ECLI:NL:OGEAA:2019:276
Gerecht in Eerste Aanleg van Aruba
- Beschikking
- N.K. Engelbrecht
- Rechtspraak.nl
Voogdijraad toevertrouwen en schorsing gezag ouder in het belang van de minderjarige
In deze zaak, behandeld door het Gerecht in Eerste Aanleg van Aruba, is op 14 mei 2019 een beschikking gegeven op vordering van het Openbaar Ministerie. De zaak betreft de voorlopige toevertrouwing van een minderjarige dochter aan de voogdijraad, alsook de schorsing van het gezag van de moeder. De minderjarige, geboren op 15 december 2002 in Nederland, heeft aangegeven niet terug naar huis te willen omdat zij zich daar niet veilig voelt. De voogdijraad heeft geregeld dat zij kan worden opgevangen in een tienermoederhuis in Nederland.

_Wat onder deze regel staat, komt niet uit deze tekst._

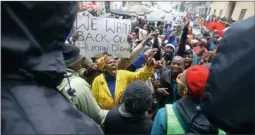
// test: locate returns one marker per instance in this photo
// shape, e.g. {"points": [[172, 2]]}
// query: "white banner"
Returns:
{"points": [[96, 35]]}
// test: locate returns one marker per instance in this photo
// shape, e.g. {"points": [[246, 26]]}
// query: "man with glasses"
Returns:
{"points": [[184, 115]]}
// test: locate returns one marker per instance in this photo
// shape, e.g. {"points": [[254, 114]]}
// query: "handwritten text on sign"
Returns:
{"points": [[97, 35]]}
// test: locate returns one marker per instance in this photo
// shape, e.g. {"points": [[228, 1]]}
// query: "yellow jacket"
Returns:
{"points": [[102, 94]]}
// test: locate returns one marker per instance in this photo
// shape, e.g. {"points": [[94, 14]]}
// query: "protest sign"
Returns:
{"points": [[96, 35]]}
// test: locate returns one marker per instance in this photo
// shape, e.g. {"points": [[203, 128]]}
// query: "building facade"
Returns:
{"points": [[235, 10]]}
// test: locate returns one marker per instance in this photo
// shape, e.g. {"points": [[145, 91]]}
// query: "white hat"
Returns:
{"points": [[170, 45]]}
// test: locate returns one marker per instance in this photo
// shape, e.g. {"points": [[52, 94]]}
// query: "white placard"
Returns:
{"points": [[96, 35]]}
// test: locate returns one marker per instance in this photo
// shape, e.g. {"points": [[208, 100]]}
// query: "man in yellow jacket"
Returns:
{"points": [[108, 87], [75, 89]]}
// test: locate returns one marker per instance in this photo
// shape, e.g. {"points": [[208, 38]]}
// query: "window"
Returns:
{"points": [[220, 14], [241, 16]]}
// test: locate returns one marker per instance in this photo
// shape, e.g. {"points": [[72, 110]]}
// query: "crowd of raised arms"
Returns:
{"points": [[174, 82]]}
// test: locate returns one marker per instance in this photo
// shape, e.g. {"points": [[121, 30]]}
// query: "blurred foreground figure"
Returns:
{"points": [[33, 34], [131, 117], [229, 93]]}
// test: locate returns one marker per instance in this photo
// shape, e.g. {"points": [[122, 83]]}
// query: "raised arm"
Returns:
{"points": [[183, 41]]}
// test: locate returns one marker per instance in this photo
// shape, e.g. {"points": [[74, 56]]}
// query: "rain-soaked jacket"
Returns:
{"points": [[229, 93], [184, 110], [33, 66], [82, 98]]}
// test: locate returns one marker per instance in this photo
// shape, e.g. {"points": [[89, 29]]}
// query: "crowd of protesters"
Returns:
{"points": [[174, 82]]}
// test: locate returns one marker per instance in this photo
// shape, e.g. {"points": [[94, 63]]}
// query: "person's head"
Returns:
{"points": [[177, 65], [190, 30], [169, 48], [187, 57], [192, 81], [178, 28], [72, 57], [202, 42], [110, 64], [137, 98], [194, 43], [89, 74], [147, 28], [172, 35]]}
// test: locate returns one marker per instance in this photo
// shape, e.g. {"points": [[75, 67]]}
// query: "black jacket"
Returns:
{"points": [[187, 110], [115, 123], [229, 94], [33, 66]]}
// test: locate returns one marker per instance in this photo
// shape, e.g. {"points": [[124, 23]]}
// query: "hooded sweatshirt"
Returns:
{"points": [[185, 111], [229, 93], [33, 66], [119, 121]]}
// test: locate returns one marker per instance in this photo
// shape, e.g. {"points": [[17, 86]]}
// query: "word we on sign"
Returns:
{"points": [[96, 35]]}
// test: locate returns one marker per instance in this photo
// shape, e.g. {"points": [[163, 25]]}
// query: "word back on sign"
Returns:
{"points": [[96, 35]]}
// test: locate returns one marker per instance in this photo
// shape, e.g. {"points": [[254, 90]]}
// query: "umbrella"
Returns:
{"points": [[219, 26]]}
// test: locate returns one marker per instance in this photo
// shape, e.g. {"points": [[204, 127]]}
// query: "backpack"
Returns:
{"points": [[173, 124]]}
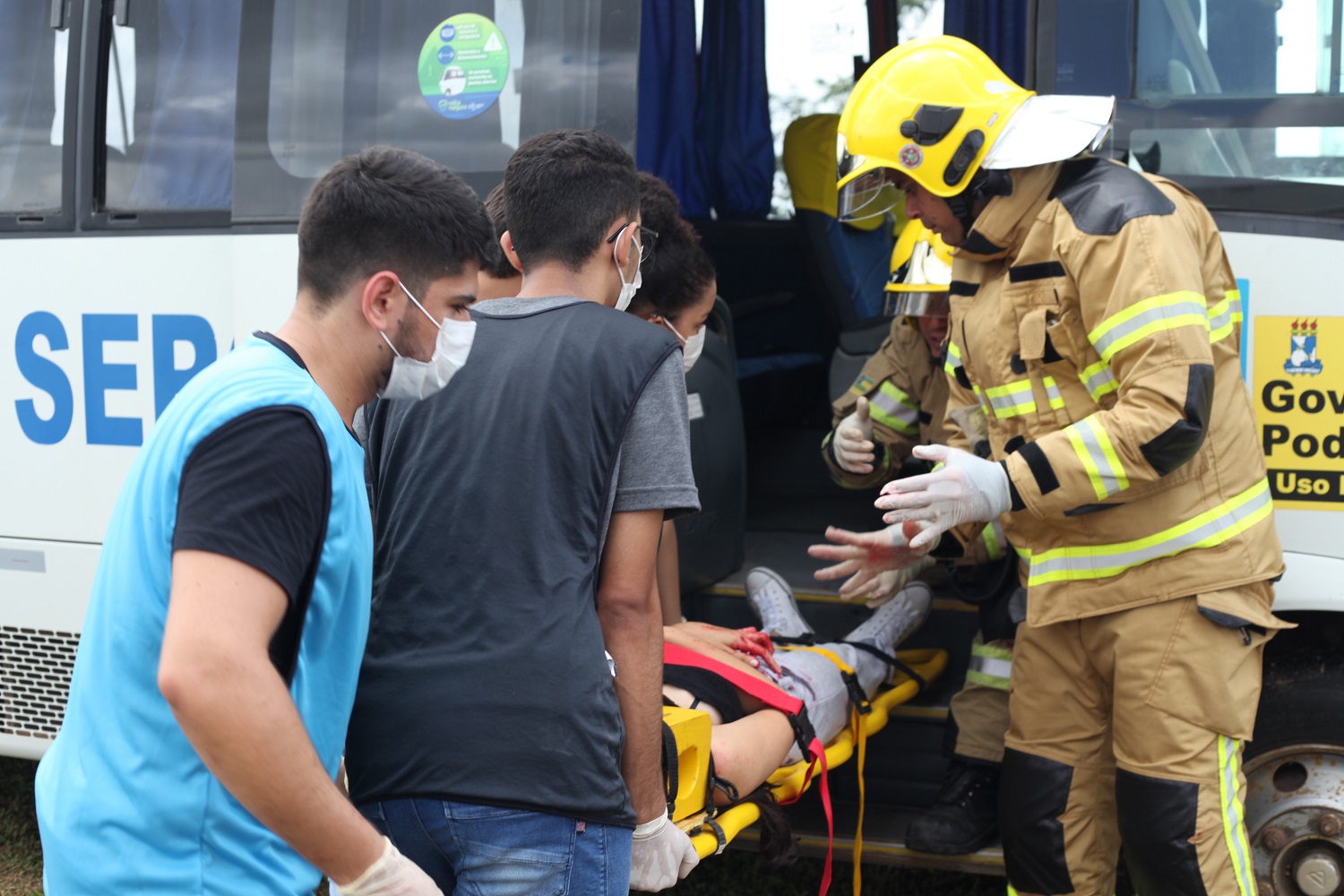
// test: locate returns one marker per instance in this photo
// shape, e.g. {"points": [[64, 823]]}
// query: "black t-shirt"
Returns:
{"points": [[258, 490]]}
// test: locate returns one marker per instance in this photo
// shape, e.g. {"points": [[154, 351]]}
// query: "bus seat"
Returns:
{"points": [[849, 263], [711, 544]]}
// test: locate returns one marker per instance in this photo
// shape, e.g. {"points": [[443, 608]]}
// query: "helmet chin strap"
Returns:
{"points": [[983, 187]]}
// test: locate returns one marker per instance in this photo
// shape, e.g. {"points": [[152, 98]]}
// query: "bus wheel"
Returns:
{"points": [[1295, 777]]}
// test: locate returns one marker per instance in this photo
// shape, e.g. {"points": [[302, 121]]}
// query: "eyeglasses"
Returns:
{"points": [[645, 241]]}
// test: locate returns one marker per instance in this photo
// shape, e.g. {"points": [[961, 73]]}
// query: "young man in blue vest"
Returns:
{"points": [[518, 519], [218, 659]]}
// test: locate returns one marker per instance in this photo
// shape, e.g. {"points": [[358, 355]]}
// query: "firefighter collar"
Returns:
{"points": [[1002, 228]]}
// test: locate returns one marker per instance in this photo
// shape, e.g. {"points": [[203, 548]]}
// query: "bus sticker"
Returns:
{"points": [[462, 66], [1298, 408]]}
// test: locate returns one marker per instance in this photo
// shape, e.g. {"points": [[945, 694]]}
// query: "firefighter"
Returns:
{"points": [[897, 403], [1094, 324]]}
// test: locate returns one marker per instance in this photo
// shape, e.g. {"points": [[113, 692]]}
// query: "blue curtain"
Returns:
{"points": [[734, 121], [666, 142], [715, 147], [999, 27]]}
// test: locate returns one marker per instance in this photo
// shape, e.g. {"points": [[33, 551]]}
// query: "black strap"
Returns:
{"points": [[892, 661]]}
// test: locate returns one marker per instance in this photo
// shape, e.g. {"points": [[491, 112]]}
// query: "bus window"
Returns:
{"points": [[1234, 53], [464, 85], [32, 78], [169, 107]]}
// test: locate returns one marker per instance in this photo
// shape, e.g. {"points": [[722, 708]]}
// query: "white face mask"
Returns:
{"points": [[421, 379], [628, 290], [691, 349]]}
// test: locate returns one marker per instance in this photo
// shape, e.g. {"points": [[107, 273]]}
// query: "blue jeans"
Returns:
{"points": [[483, 850]]}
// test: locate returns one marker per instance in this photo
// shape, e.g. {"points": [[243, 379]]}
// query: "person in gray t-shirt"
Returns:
{"points": [[516, 527]]}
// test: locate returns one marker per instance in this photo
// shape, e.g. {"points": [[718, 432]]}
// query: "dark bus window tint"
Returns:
{"points": [[172, 75], [1093, 47], [32, 75], [464, 85]]}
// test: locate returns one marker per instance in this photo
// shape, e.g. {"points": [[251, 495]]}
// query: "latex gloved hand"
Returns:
{"points": [[865, 555], [884, 586], [964, 489], [661, 856], [852, 443], [392, 874]]}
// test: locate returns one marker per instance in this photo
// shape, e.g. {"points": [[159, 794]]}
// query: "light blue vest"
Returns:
{"points": [[124, 802]]}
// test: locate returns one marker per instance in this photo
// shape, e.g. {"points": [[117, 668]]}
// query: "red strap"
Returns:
{"points": [[776, 699], [758, 688]]}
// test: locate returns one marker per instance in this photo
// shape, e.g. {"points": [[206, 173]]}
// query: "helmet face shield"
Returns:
{"points": [[918, 304], [867, 195]]}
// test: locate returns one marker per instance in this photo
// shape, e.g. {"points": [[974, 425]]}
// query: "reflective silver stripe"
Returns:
{"points": [[1150, 314], [1105, 468], [992, 667], [1098, 381], [1204, 530]]}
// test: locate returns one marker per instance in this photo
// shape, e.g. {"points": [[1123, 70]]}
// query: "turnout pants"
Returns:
{"points": [[1129, 726], [980, 708]]}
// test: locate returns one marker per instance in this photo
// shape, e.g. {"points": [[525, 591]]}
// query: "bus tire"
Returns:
{"points": [[1295, 774]]}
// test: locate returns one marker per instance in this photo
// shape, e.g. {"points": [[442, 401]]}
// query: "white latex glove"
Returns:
{"points": [[884, 586], [852, 443], [661, 856], [392, 874], [866, 555], [964, 489]]}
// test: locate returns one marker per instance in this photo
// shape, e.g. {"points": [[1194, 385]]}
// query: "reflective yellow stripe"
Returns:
{"points": [[994, 538], [895, 410], [1234, 823], [989, 667], [1214, 527], [1150, 316], [1098, 381], [1225, 316], [953, 360], [1011, 400], [1053, 394], [1098, 457]]}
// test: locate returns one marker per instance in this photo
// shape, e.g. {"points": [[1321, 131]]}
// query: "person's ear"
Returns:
{"points": [[510, 253], [382, 301]]}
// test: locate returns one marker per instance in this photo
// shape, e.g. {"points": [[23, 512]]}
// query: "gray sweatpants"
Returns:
{"points": [[816, 681]]}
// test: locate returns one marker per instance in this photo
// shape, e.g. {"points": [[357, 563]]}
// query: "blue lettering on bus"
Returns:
{"points": [[46, 375], [169, 330], [101, 378]]}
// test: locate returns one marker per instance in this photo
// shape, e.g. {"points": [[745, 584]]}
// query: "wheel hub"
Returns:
{"points": [[1295, 814]]}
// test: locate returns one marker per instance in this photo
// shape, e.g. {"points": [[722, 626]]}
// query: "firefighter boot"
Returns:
{"points": [[965, 815]]}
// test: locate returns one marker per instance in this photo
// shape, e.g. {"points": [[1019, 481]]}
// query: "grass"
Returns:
{"points": [[736, 872]]}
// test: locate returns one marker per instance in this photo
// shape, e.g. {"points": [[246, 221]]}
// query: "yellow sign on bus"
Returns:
{"points": [[1300, 409]]}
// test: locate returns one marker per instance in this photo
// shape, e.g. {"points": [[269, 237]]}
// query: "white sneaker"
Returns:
{"points": [[895, 619], [771, 598]]}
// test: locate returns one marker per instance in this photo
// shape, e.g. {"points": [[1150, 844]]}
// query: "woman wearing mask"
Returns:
{"points": [[677, 290]]}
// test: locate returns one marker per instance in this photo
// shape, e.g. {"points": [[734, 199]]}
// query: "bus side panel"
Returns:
{"points": [[1287, 281]]}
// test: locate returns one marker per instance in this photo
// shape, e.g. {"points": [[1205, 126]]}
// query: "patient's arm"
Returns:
{"points": [[749, 750]]}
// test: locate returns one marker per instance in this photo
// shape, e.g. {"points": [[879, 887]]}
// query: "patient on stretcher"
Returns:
{"points": [[750, 740]]}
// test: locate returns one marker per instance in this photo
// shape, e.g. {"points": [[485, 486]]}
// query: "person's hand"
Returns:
{"points": [[660, 856], [392, 874], [884, 586], [865, 555], [964, 489], [852, 443], [757, 645]]}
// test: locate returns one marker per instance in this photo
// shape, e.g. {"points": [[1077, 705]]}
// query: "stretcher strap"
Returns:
{"points": [[792, 707], [862, 707]]}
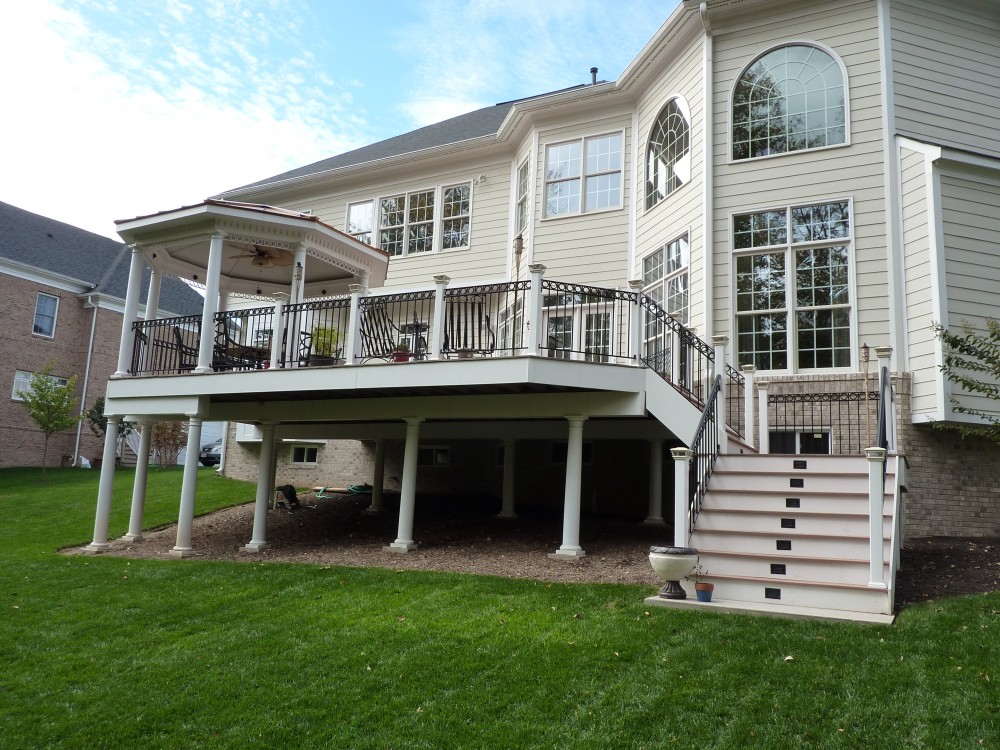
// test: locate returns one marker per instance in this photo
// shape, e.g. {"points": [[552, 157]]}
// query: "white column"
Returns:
{"points": [[534, 336], [682, 494], [507, 504], [131, 314], [876, 501], [408, 492], [211, 307], [635, 331], [654, 517], [378, 478], [265, 489], [764, 447], [437, 332], [139, 487], [571, 501], [352, 349], [189, 482], [105, 488], [749, 405]]}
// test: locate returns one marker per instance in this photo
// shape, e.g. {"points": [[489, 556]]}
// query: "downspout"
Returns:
{"points": [[86, 380], [708, 183]]}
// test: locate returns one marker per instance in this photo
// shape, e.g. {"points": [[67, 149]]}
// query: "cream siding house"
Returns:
{"points": [[705, 277]]}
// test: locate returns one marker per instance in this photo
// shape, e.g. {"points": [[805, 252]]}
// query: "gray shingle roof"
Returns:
{"points": [[79, 255]]}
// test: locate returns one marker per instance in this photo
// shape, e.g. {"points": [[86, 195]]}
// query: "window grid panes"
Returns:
{"points": [[793, 305], [667, 157], [46, 307], [790, 99]]}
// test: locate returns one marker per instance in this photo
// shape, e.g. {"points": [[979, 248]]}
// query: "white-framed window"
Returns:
{"points": [[792, 98], [361, 220], [304, 454], [521, 210], [46, 310], [583, 175], [792, 287], [668, 156], [22, 382]]}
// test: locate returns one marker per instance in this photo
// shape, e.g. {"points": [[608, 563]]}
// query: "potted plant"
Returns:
{"points": [[402, 352], [325, 345], [703, 589]]}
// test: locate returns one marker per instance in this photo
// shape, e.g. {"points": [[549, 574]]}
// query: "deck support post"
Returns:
{"points": [[139, 487], [507, 505], [265, 491], [876, 501], [682, 494], [408, 492], [189, 483], [654, 517], [106, 487], [570, 547]]}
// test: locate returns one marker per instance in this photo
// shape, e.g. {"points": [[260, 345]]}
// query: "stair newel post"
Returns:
{"points": [[764, 446], [876, 501], [719, 344], [437, 331], [749, 405], [682, 494], [353, 324], [884, 356], [635, 331], [533, 320]]}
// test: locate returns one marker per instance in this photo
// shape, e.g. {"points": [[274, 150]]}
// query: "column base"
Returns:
{"points": [[568, 553], [400, 547]]}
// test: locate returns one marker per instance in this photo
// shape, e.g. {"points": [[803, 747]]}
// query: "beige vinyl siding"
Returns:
{"points": [[855, 171], [588, 248], [970, 204], [486, 257], [945, 69], [680, 212], [919, 284]]}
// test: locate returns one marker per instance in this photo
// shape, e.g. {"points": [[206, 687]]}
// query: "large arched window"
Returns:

De procedure begon met een beschikking van 5 februari 2019, waarin het gerecht al had overwogen dat het Openbaar Ministerie, indien noodzakelijk in het belang van de minderjarige, het kind aan het gezag van de ouder kan onttrekken. Na een heropening van het onderzoek op 19 maart 2019, waarbij de minderjarige is gehoord, is de uitspraak op 14 mei 2019 gedaan. De rechter heeft vastgesteld dat de gronden voor de voorlopige maatregel aannemelijk zijn en dat het in het belang van de minderjarige is dat de moeder voor zes maanden uit het gezag wordt geschorst.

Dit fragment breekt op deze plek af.